WILLIAM BORDEN

"No reserves. No retreats. No regrets."

In 1904 William Borden graduated from a Chicago high school. As heir to the Borden Dairy estate, he was already a millionaire. For his high school graduation present, his parents gave him a trip around the world. As he traveled through Asia, the Middle East, and Europe, Borden felt a growing burden for the world's hurting people. Finally, he wrote home to say, "I'm going to give my life to prepare for the mission field." After making this decision, William Borden wrote two words in the back of his Bible: "No Reserves."

Borden arrived at Yale University (Connecticut) in 1905 trying to look like just one more freshman. During his first semester at Yale, Borden started a movement that transformed the campus. His small morning prayer group was the beginning of the daily groups of prayer that spread to the whole campus. By the end of his first year, 150 freshman were meeting for weekly Bible study and prayer.
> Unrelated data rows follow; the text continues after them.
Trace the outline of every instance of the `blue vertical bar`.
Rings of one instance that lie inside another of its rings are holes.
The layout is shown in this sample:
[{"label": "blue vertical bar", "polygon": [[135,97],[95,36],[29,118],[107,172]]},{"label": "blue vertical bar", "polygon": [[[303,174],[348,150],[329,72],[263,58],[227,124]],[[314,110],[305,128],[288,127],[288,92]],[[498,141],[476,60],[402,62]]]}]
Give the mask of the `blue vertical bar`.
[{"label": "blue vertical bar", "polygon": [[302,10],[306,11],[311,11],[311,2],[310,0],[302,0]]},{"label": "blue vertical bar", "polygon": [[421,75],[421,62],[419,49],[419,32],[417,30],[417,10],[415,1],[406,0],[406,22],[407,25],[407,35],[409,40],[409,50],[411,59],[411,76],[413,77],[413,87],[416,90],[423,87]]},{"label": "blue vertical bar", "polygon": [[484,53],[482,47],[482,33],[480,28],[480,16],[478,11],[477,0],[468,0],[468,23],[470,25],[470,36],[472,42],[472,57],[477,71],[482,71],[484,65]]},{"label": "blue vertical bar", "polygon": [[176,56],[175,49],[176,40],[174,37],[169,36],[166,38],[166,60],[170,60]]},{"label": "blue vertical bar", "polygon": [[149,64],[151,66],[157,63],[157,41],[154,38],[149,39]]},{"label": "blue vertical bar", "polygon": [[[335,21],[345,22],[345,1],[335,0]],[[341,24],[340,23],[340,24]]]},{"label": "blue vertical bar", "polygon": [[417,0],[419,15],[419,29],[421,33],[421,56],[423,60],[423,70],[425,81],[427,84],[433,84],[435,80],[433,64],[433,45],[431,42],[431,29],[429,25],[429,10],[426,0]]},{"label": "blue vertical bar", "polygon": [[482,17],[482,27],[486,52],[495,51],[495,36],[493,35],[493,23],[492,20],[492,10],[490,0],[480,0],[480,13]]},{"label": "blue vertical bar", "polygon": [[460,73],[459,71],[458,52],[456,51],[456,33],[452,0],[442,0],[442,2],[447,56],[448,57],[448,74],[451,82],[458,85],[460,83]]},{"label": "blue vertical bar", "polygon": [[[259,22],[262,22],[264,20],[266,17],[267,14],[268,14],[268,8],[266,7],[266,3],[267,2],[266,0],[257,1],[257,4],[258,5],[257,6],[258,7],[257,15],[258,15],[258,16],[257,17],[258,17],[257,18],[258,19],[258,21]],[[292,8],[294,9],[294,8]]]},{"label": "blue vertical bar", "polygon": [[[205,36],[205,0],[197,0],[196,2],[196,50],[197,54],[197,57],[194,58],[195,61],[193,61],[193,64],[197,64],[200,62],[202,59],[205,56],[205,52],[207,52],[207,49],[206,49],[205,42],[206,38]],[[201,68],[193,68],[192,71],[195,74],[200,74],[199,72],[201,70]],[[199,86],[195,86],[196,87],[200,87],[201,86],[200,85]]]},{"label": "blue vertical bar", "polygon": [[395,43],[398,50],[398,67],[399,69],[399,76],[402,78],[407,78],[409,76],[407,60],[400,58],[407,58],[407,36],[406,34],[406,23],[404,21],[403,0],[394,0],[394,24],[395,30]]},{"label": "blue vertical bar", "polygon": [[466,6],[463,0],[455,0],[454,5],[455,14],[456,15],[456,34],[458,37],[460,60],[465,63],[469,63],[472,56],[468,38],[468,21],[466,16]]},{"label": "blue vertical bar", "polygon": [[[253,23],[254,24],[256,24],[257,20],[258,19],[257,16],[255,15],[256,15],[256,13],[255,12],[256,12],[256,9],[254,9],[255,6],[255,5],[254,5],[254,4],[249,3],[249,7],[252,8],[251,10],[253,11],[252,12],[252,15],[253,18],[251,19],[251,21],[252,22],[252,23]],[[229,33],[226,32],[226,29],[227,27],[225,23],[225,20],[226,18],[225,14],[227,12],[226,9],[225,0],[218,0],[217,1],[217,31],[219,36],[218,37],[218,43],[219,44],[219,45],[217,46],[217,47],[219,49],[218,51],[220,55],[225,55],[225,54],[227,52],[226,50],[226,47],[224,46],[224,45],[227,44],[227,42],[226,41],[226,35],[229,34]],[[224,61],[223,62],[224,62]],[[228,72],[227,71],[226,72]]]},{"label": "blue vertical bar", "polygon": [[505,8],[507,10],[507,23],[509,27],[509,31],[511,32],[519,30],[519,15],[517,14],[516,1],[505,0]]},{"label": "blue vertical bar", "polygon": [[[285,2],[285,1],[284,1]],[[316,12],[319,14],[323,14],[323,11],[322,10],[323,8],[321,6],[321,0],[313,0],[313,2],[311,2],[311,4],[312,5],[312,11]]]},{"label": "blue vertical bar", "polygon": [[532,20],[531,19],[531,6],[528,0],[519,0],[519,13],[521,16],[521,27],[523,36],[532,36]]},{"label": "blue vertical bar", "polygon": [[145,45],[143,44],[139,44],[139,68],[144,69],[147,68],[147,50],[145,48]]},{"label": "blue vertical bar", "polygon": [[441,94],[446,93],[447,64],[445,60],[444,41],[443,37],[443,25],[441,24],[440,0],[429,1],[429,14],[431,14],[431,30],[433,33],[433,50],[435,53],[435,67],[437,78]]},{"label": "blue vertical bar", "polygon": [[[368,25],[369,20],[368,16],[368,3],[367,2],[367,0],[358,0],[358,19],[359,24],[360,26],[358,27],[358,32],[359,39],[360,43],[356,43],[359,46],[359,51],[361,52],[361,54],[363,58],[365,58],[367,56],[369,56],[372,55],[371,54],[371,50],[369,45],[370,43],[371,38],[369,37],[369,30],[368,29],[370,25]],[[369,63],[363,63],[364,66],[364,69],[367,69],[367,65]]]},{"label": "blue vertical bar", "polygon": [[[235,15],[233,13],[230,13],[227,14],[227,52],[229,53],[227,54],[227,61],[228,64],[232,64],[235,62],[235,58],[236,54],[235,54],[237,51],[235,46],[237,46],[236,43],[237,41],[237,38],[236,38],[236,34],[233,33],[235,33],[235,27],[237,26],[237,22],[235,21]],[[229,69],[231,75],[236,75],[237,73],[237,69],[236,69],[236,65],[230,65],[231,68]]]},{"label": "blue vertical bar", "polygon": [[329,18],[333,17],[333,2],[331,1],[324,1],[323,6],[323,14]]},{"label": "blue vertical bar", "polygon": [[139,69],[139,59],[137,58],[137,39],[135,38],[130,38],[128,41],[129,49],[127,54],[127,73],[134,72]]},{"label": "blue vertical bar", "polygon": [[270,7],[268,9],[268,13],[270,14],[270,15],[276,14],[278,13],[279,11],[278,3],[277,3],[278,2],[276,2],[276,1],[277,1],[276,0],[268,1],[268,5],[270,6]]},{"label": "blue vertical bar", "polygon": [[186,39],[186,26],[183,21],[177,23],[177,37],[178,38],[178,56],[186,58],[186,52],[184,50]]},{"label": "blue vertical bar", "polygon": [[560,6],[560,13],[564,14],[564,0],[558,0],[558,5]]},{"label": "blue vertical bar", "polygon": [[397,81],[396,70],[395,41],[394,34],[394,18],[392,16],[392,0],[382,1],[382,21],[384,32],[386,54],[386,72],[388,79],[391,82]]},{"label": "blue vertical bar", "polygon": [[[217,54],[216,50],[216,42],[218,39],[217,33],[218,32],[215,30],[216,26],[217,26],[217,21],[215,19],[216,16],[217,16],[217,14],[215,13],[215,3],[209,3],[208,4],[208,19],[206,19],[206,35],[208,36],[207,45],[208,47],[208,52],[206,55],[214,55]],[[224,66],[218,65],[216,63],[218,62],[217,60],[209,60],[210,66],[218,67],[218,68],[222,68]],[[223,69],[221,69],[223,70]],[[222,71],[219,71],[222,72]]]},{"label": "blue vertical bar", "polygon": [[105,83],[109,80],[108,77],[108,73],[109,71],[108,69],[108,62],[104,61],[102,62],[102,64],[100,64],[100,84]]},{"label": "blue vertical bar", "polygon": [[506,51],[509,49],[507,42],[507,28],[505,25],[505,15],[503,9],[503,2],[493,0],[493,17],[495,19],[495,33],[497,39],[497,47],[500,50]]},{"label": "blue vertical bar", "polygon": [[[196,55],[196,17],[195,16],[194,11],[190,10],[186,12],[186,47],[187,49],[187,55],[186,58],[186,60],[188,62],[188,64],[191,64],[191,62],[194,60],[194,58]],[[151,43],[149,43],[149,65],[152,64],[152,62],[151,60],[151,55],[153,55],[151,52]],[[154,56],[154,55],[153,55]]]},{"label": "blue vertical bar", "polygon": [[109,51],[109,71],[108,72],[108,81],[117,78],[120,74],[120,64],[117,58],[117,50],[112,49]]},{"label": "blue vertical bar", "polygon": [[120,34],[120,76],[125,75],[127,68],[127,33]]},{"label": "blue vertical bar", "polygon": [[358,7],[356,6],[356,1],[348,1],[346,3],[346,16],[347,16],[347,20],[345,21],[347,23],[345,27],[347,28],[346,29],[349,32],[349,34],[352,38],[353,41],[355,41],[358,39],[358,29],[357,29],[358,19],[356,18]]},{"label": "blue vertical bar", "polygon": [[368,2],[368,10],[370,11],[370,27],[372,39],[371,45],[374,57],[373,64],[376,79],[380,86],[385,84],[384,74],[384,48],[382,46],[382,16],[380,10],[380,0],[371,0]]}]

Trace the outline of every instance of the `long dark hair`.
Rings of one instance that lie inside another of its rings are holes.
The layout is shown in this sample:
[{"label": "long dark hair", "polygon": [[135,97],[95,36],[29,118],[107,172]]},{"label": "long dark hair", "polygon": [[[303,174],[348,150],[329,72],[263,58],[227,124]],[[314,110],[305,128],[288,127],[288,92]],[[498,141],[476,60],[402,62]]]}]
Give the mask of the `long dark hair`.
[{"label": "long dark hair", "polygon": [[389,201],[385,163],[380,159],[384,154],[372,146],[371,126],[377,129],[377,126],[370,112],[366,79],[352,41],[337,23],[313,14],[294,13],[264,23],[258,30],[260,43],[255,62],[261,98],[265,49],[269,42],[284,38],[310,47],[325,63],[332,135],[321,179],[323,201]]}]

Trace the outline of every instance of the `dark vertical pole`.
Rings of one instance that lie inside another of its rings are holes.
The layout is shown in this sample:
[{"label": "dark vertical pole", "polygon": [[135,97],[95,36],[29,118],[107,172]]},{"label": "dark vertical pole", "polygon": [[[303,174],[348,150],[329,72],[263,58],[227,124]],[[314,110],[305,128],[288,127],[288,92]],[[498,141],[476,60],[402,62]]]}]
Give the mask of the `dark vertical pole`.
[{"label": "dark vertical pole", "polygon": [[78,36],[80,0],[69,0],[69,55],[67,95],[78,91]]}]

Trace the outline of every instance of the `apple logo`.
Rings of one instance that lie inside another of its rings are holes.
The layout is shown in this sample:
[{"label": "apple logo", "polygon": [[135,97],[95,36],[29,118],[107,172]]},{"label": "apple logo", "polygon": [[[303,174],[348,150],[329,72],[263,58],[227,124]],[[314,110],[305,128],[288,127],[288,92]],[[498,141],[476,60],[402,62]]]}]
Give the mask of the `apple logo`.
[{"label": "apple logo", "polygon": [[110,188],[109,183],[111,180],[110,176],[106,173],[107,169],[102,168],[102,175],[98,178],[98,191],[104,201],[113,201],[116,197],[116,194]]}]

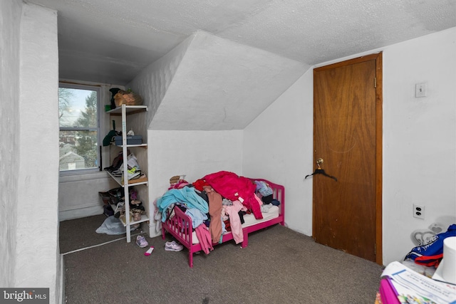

By the time he was a senior, one thousand out of Yale's 1,300 students were meeting in such groups.

Borden's outreach ministry was not confined to the Yale campus. He rescued drunks from the streets of New Haven. To rehabilitate them, he founded the Yale Hope Mission. "He might often be found in the lower parts of the city at night, on the street, in a cheap lodging house or some restaurant to which he had taken a poor hungry fellow to feed him, seeking to lead men to Christ."
Borden's missionary call narrowed to the Muslims in China. Once that goal was in sight, Borden never wavered. He also inspired his classmates to consider missionary service. One of them said: "He certainly was one of the strongest characters I have ever known, and he put backbone into the rest of us at college. There was real iron in him, and I always felt he was of the stuff martyrs were made of, and heroic missionaries of more modern times. "

Upon graduation from Yale, Borden turned down some high paying job offers. He also wrote two more words in his Bible: "No Retreats."

William Borden went on to graduate work at Princeton Seminary in New Jersey. When he finished his studies at Princeton, he sailed for China. Because he was hoping to work with Muslims, he stopped first in Egypt to study Arabic. While there, he contracted spinal meningitis. Within a month 25-year-old William Borden was dead.

When news of the death of William Whiting Borden was cabled back to the U.S. from Egypt, "a wave of sorrow went round the world. Borden not only gave (away) his wealth, but himself, in a way so joyous and natural that it (seemed) a privilege rather than a sacrifice." 

Was Borden's untimly death a waste? Not in God's plan. Prior to his death, Borden had written two more words in his Bible. Underneath the words "No Reserves" and "No Retreats," he had written: "No Regrets."